Appendix 1—figure 1.. Characterization of THP-1 cells.

(A) Promega GenePrint 24 system STR analysis summary of our JK THP-1 cells versus ATCC THP-1 cells. Cell line authentication was done by TransnetYX, Inc by following the protocol described in ANSI/ATCC ASN-0002–2011. The STR alleles were searched on the ATCC Database and the Expasy best match cell numbers for each cell line had a 100% database match. Distinguishing loci are highlighted in yellow and distinguishing alleles are in red. (B) JK and ATCC THP-1 cells were primed with Pam3CSK4 overnight then treated with increasing doses of DEAE-dextran for 24 hours before probing for IL-1β secretion. (C) Wildtype (WT) or CARD8 knockout (KO) THP-1 cells were infected with wildtype HIV-1_LAI at the same MOI in the presence or absence of DEAE-dextran (10 µg/mL) then harvested after 24 hours and assayed for: left, percent infection via intracellular p24^gag; middle, inflammasome activation by IL-1β secretion via IL-1R reporter assay; and right, cell death via propidium iodide (PI) dye uptake using flow cytometry. %PI positive and IL-1 levels are normalized to mock control. Dotted line indicates limit of detection (LoD). Datasets represent mean ± SD (n=2 biological replicates). Two-way ANOVA with (B) Sidak’s or (C) Tukey’s test using GraphPad Prism 10. ns = not significant, *p<0.05, **p<0.01, ***p<0.001, ****P<0.0001.

Author response image 1.. Equivalent infection in AAVS1 vs CARD8 KOMDMs.

Author response image 2.. Inflammasome activation following cell-to-cell HIV infection is mediated by GSDMD.

SUPT1-CCR5 cells were either mock-infected or infected with HIV-1_NL4.3BaL for 20 hours before coculturing with MDMs in either the presence or absence of GSDMD inhibitor disulfarim (25μM). Cocultures were harvested 24 hours later to assess (left) IL-1β secretion via IL-1 reporter assay and (right) cell viability via CellTiter-Glo assay.
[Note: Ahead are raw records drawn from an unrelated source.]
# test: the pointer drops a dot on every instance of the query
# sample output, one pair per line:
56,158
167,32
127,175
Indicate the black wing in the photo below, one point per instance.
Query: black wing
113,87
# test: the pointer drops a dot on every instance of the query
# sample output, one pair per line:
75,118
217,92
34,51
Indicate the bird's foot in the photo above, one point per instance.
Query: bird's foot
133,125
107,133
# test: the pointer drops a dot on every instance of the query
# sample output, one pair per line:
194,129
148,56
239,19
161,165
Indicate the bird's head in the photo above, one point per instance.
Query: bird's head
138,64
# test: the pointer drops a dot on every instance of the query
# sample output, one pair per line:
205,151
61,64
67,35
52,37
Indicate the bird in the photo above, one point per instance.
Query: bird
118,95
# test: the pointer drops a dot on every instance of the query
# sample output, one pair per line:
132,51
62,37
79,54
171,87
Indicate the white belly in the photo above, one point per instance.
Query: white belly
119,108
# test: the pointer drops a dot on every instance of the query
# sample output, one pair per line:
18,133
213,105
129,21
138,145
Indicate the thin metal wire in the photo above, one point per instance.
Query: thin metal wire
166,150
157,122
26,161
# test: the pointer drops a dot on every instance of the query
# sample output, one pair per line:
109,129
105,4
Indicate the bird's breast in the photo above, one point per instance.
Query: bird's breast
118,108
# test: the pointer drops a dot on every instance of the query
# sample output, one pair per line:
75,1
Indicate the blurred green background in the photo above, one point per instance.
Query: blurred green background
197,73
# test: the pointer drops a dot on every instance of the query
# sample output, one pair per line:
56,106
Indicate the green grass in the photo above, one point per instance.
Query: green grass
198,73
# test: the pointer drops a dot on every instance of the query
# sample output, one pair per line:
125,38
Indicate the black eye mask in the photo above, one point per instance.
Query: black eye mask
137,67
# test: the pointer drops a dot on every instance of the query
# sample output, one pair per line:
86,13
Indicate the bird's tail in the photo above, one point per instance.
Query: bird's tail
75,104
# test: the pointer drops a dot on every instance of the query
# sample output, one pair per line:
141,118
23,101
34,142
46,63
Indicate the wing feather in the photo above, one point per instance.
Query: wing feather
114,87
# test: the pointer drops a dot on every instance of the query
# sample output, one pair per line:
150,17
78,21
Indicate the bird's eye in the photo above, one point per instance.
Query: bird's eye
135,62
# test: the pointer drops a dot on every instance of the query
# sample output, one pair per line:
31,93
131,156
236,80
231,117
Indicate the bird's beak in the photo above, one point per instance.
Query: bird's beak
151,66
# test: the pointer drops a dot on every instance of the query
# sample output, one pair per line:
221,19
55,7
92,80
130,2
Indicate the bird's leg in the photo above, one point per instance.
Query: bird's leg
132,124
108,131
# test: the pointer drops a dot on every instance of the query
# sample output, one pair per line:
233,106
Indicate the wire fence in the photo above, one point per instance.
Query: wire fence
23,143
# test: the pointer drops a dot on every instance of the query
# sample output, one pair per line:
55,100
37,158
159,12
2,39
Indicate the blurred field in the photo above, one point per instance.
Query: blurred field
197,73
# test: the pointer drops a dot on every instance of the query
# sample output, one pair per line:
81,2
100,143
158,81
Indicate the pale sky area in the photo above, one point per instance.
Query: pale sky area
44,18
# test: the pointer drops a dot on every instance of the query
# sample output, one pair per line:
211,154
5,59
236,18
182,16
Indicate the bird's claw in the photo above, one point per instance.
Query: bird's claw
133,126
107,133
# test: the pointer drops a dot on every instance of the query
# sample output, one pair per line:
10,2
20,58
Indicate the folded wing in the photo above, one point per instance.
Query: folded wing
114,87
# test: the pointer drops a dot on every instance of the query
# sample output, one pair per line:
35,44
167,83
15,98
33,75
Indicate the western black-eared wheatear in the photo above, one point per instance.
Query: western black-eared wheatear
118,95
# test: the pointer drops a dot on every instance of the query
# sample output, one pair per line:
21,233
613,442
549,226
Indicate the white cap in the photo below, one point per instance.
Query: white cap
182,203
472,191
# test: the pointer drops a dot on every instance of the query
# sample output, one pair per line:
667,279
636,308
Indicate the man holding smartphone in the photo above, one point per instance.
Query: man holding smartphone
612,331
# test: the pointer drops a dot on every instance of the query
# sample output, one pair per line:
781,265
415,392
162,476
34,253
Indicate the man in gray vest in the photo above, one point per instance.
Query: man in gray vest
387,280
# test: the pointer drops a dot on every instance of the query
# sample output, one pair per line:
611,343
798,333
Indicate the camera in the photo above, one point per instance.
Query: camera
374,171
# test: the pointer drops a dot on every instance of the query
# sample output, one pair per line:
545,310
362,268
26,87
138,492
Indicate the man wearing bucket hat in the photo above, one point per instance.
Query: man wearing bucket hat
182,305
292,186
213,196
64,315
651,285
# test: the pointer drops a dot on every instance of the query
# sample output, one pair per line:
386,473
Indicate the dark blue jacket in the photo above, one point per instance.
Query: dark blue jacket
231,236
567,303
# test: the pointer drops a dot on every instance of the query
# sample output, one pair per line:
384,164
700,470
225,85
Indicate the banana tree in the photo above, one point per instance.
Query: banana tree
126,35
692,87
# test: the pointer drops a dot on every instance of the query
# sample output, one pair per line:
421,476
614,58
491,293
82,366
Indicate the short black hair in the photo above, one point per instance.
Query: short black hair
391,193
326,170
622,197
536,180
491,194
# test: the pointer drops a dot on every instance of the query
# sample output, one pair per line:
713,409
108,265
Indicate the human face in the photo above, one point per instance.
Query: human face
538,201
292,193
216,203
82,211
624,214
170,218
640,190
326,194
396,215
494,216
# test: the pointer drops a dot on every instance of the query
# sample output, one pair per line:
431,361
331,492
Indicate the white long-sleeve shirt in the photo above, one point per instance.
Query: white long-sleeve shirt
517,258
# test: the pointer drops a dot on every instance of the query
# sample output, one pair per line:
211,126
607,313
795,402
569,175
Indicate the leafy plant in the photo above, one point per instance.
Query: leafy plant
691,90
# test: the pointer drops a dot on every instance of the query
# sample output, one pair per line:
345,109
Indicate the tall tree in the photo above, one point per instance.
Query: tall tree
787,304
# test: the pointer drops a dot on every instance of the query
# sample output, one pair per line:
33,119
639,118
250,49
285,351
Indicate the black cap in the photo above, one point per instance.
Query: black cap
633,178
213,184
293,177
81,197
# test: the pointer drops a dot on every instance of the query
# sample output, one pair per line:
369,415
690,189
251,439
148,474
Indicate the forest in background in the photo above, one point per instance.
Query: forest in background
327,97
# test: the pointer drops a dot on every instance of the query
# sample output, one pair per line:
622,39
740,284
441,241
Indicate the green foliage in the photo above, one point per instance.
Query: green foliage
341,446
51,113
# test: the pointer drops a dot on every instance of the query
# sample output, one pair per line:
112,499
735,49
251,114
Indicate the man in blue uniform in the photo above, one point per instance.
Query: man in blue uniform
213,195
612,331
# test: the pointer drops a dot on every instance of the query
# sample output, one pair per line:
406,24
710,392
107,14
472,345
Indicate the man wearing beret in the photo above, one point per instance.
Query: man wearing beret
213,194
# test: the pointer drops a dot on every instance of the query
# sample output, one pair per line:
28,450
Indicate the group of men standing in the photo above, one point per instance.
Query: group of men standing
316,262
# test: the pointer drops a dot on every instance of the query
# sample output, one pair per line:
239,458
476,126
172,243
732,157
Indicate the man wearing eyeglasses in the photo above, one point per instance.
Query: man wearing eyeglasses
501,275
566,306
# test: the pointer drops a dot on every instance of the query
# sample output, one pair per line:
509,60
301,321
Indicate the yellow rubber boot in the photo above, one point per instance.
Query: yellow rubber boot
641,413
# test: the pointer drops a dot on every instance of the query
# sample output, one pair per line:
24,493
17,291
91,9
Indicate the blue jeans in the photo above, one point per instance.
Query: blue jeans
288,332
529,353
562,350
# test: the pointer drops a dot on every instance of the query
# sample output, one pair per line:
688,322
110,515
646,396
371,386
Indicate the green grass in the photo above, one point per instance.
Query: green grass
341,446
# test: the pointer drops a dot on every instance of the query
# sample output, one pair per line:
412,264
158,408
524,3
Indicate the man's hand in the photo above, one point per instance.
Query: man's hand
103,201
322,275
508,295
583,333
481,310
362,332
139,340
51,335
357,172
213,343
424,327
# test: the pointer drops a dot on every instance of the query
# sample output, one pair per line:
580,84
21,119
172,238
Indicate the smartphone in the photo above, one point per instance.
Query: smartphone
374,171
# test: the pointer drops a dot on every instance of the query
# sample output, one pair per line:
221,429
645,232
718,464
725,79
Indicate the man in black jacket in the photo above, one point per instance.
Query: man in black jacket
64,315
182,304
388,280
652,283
Viability was calculated by normalizing to relative luminescence units in the mock untreated control. Dotted line indicates limit of detection (LoD). Dashed line indicates 100% viability as determined by untreated mock control. Datasets represent mean ± SD (n=2 technical replicates for one donor). Two-way ANOVA with Sidak’s test using GraphPad Prism 10. ns = not significant, *p<0.05,**p<0.01, ***p<0.001, ****p<0.0001.